The Local Authority was seeking to increase the number of SEN places within the Borough.  A new Special Free School was being established and was going through the feasibility stage.  The timescales for opening the Free School were dependant on the DfE although the aim of the Local Authority was that the School would open in September 2023.  The Local Authority was also having conversations with existing specialist providers, including some mainstream schools, to seek to increase capacity within borough wherever possible.


In relation to therapies, the Local Authority was seeking to increase the capacity of mainstream and specialist settings in the Borough through delivering an enhanced and improved contribution for therapies.  There was an Integrated Therapies Project being led by Integrated Commissioning Colleagues which was seeking to enhance the provision of therapies however, it was a very challenging landscape with a lack of available therapists within the local area.

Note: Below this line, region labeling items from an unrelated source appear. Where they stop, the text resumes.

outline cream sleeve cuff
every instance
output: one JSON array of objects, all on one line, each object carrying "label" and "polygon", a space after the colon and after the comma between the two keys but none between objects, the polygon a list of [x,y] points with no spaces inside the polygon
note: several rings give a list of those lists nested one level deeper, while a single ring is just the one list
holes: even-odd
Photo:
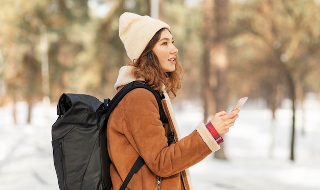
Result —
[{"label": "cream sleeve cuff", "polygon": [[205,127],[204,124],[200,124],[196,130],[211,151],[216,152],[220,149],[220,145],[218,145],[216,139],[211,135],[209,131]]}]

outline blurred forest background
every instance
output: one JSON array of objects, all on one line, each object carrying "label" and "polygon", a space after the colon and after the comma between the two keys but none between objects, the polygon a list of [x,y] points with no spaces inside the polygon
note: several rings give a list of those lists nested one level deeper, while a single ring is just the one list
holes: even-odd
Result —
[{"label": "blurred forest background", "polygon": [[16,102],[31,113],[63,92],[113,97],[119,69],[130,62],[118,34],[124,12],[153,13],[170,26],[187,72],[176,103],[200,104],[204,118],[243,96],[273,116],[283,100],[297,103],[288,121],[292,160],[296,106],[309,92],[320,97],[319,0],[0,2],[0,106],[13,105],[13,115]]}]

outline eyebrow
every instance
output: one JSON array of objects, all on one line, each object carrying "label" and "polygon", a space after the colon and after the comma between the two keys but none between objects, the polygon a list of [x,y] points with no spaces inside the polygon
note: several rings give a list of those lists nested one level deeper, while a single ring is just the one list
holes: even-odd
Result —
[{"label": "eyebrow", "polygon": [[[168,38],[163,38],[160,39],[159,40],[159,41],[163,41],[163,40],[170,41],[170,39]],[[173,37],[172,37],[172,39],[171,39],[171,40],[173,40]]]}]

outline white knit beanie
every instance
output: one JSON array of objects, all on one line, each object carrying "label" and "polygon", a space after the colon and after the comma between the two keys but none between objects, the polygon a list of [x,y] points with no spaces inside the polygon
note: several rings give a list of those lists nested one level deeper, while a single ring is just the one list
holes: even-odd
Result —
[{"label": "white knit beanie", "polygon": [[131,61],[139,58],[154,34],[164,28],[170,29],[166,23],[149,16],[129,12],[120,16],[119,36]]}]

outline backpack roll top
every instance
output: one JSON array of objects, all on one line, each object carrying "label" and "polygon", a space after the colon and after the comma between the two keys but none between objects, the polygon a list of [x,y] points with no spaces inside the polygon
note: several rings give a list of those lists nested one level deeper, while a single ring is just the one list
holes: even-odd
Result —
[{"label": "backpack roll top", "polygon": [[[103,135],[100,131],[106,127],[106,112],[103,103],[94,97],[61,95],[57,107],[59,117],[52,130],[54,162],[60,189],[105,189],[100,138]],[[105,149],[106,151],[106,146]]]}]

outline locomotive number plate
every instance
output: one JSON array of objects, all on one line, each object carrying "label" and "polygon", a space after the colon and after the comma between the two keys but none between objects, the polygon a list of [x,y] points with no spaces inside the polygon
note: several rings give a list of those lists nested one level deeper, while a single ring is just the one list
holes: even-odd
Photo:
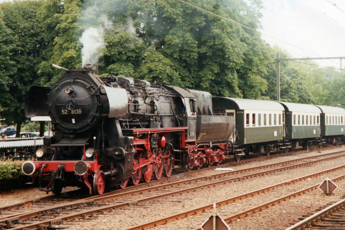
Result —
[{"label": "locomotive number plate", "polygon": [[81,109],[61,109],[61,115],[79,115],[83,114],[83,110]]}]

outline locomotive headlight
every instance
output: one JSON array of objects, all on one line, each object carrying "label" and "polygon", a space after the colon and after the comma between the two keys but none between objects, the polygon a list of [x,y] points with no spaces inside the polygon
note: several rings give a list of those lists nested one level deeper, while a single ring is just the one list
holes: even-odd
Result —
[{"label": "locomotive headlight", "polygon": [[85,151],[85,156],[87,157],[91,157],[95,154],[95,149],[93,148],[88,148]]},{"label": "locomotive headlight", "polygon": [[73,88],[72,87],[66,87],[66,88],[65,89],[65,93],[70,94],[73,92]]},{"label": "locomotive headlight", "polygon": [[36,150],[36,156],[40,158],[46,154],[46,150],[42,148],[39,148]]}]

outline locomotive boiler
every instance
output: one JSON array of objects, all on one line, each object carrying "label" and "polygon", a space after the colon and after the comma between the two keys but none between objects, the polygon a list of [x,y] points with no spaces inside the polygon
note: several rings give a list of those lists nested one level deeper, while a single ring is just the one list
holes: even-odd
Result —
[{"label": "locomotive boiler", "polygon": [[[84,186],[91,194],[218,164],[227,153],[233,117],[214,116],[211,95],[168,83],[109,74],[97,66],[67,70],[52,87],[33,86],[28,117],[49,116],[55,134],[25,162],[27,175],[48,178],[41,189]],[[219,130],[222,132],[219,132]]]}]

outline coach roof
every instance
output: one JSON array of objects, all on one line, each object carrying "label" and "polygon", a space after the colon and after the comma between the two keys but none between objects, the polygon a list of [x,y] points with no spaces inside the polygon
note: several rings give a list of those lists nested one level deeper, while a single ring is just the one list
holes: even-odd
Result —
[{"label": "coach roof", "polygon": [[[213,97],[215,101],[222,102],[221,106],[226,107],[227,104],[235,104],[239,109],[252,109],[253,110],[285,110],[283,106],[277,102],[264,100],[253,100],[242,98],[234,98],[223,97]],[[221,107],[221,106],[220,106]],[[224,108],[225,108],[225,107]]]},{"label": "coach roof", "polygon": [[287,109],[286,111],[290,112],[302,112],[302,113],[321,113],[321,111],[318,107],[314,105],[300,104],[298,103],[279,102]]},{"label": "coach roof", "polygon": [[345,114],[345,109],[339,107],[333,107],[326,105],[315,105],[321,110],[323,113],[332,113],[336,114]]}]

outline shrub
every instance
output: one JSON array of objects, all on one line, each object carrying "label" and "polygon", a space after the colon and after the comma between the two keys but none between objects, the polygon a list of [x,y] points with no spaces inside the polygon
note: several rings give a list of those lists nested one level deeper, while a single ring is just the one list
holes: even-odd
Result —
[{"label": "shrub", "polygon": [[0,161],[0,190],[22,187],[30,181],[31,177],[22,172],[23,160]]}]

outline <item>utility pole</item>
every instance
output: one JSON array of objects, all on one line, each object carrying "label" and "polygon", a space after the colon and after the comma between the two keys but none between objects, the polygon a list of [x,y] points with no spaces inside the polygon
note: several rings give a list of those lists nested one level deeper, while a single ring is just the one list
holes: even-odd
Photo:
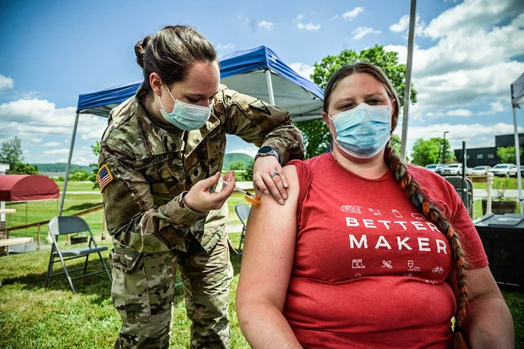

The Director of Education confirmed that as a proportion of the overall growth in the high needs funding block, increases in expenditure on out-of-borough placements were less than increases in expenditure on in-borough provision.  In terms of the fees being set by independent non-maintained provisions, local authorities were seeing significant increases in the fees being set and this was having a significant impact on both the DSG and social care budgets and needed some form of regulation as budgets were under significant pressures from these increases.


RESOLVED: That the proposals presented be supported.